While I agree that minimal regulation will spawn greed, as it has in the telecom industry, too much regulation has an equally stifling effect by having this already intrusive government bear down on land and business owners with tax and compliance burdens. That sounds like it came straight from a GOP list of talking points. Let's examine it a little closer: Why is "this already intrusive government" so intrusive? The first so-called "Patriot" Act, and its super-secret Patriot II law, for the most part. Those two laws alone are the most intrusive in US history. They make the Reagan-era "war on drugs" laws that legitimized illegal search and seizure seem minor in comparison. And then there's Cheney's personal White House, that's operating entirely outside of the law. And then there's the NSA, the DHS, etc. etc. etc. Don't think for a minute that I'd trust those who broke their promises to fix their own misdeeds!

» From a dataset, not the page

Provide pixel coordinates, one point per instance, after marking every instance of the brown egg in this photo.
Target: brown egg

I myself, and nobody else that I know of is proposing too much regulation. So why even bring it up in the first place? For FUD? Sorry, but I'm not chasing any paper tigers when there are real Carnivores on the prowl.
And what about "tax and compliance burdens"? As a private citizen, I must pay my taxes, and stay in compliance with a host of governmental demands. My small business has even more. Why should Big Business get a pass? Because "it stimulates the economy"? We know how that ploy ended up! The biggest recession since the Great Depression. And since the trouble came from excessive borrowing, it appears that the tax breaks weren't the main stimulus after all.
I think the only true way to initiate reform is to mandate the employment requirements for FCC employees to include knowledge of the industry, not the lobbyist(.) At one time that was the case. I still remember when the Communications Act of 1934 (so forward-looking that it didn't need amendment for over 60 years) was actively practiced and enforced. Back then you would see actual FCC agents in the field, conducting oversight of broadcasters, and driving around town proactively looking for sources of RF interference. That can happen again, but the only true way to initiate that reform is by keeping the White House occupied by reformers for a long time to come.
Unfortunately matters like communications reform will have to take a back seat to the multi-trillion-dollar debt that our Treasury Department must pay back ASAP, so we don't end up becoming a province of Communist China. When America finally wakes up after the spree, the hangover will be long and painful. No getting around that one; we're at the bitter end of our rope now. | |  | KO!